Pubblicato il 9 settembre, 2011 in Politica | No Comments »

Il presidente del Consiglio Silvio Berlusconi “Oggi siamo un Governo con una solida e forte maggioranza in Parlamento e possiamo sperare, sperare – perché non c’è alcuna certezza – di portare avanti le riforme necessarie per il Paese”. È un Berlusconi ottimista quello che dal palco di Atreju, in occasione dela festa dei giovani del Pdl, difende con le unghie e con i denti l’operato dell’esecutivo. Quello che questa maggioranza poteva fare è stato fatto: nessuno poteva fare di più e non c’è tecnico al mondo che sarebbe riuscito a realizzare il miracolo che abbiamo fatto noi” ha continuato il premier, forse rispondendo alle dichiarazioni del presidente di Confindustria, Emma Marcegaglia, che da Chianciano aveva rilanciato l’esigenza di riforme strutturali per il Paese.


“Io resto con voi perchè questo Paese va cambiato”
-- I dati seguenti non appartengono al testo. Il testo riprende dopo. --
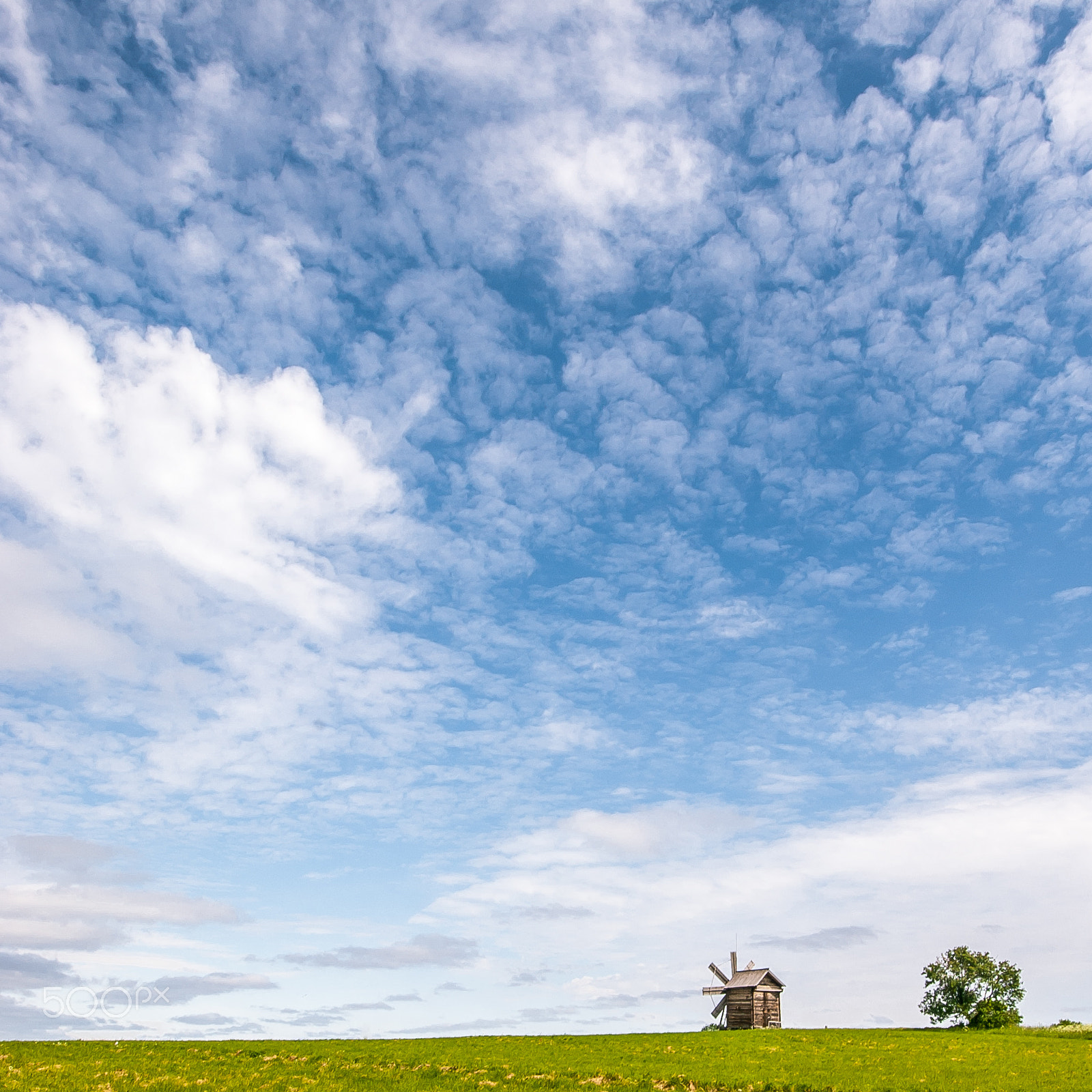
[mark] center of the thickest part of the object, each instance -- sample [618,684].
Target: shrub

ha annunciato Berlusconi, facendo riferimento alla telefonata intercettata nella quale dichiarava di voler fuggire all’estero. “L’Italia è un Paese meraviglioso”, ha commentato, ma davanti alla situazione politica e giudiziaria che la caratterizza “viene voglia di dire di scappare”. Colpa soprattutto dello strapotere di una “Magistratura democratica”, che ha sottratto la sovranità ai cittadini. Una situazione intollerabile, “che dobbiamo combattere e cancellare” ha affermato Berlusconi, rilanciando l’esigenza di avviare un’importante “riforma dell’architettura istituzionale”. Affrontando la questione delle intercettazioni, poi, il presidente del Consiglio ha definito “non libero” un Paese in cui viene violata sistematicamente la privacy attraverso la pubblicazione sui giornali delle conversazioni intercettate.Il premier si è mostrato fiducioso anche sulla manovra finanziaria. Il provvedimento, già varato dal Senato, ora alla Camera e sarà “sicuramente approvata mercoledì”. “Darle fiducia è stato un atto di coraggio” ha affermato Berlusconi. Soddisfatto delle norme sulle pensioni femminili nel privato, rispetto alle quali eravamo partiti dal 2020 e poi, dopo un braccio di ferro forte con la Lega, l’abbiamo portato al 2014. Quindi, abbiamo già fatto qualcosa. Mandare la gente in pensione a 65 o 67 anni come in Germania e’ una cosa che funziona – ha detto il presidente del Consiglio - anche perchè la vita media si sposta in alto e quindi si sposta anche la capacità di lavorare”.
“Deciderò se ricandidarmi a fine legislatura” ha dichiarato Berlusconi. “Dopo venti anni di attività politica, che sono un periodo enorme perche’ la vita politica e’ drammaticamente pesante, mi sembra che sarei giustificato e avrei consolidato il diritto di rinunciare alla richiesta del mio partito di ricandidarmi”. Di una cosa, però, è certo: “Chiunque sia il candidato premier del centrodestra, sono assolutamente convinto che i moderati prevarranno su questa sinistra che abbiamo la disgrazia di trovarci di fronte, dove non c’è nessun protagonista che può essere pensato come presidente del Consiglio”. Il sogno del premier, comunque, sarebbe quello di vedere “Letta al Quirinale e Alfano a Palazzo Chigi”.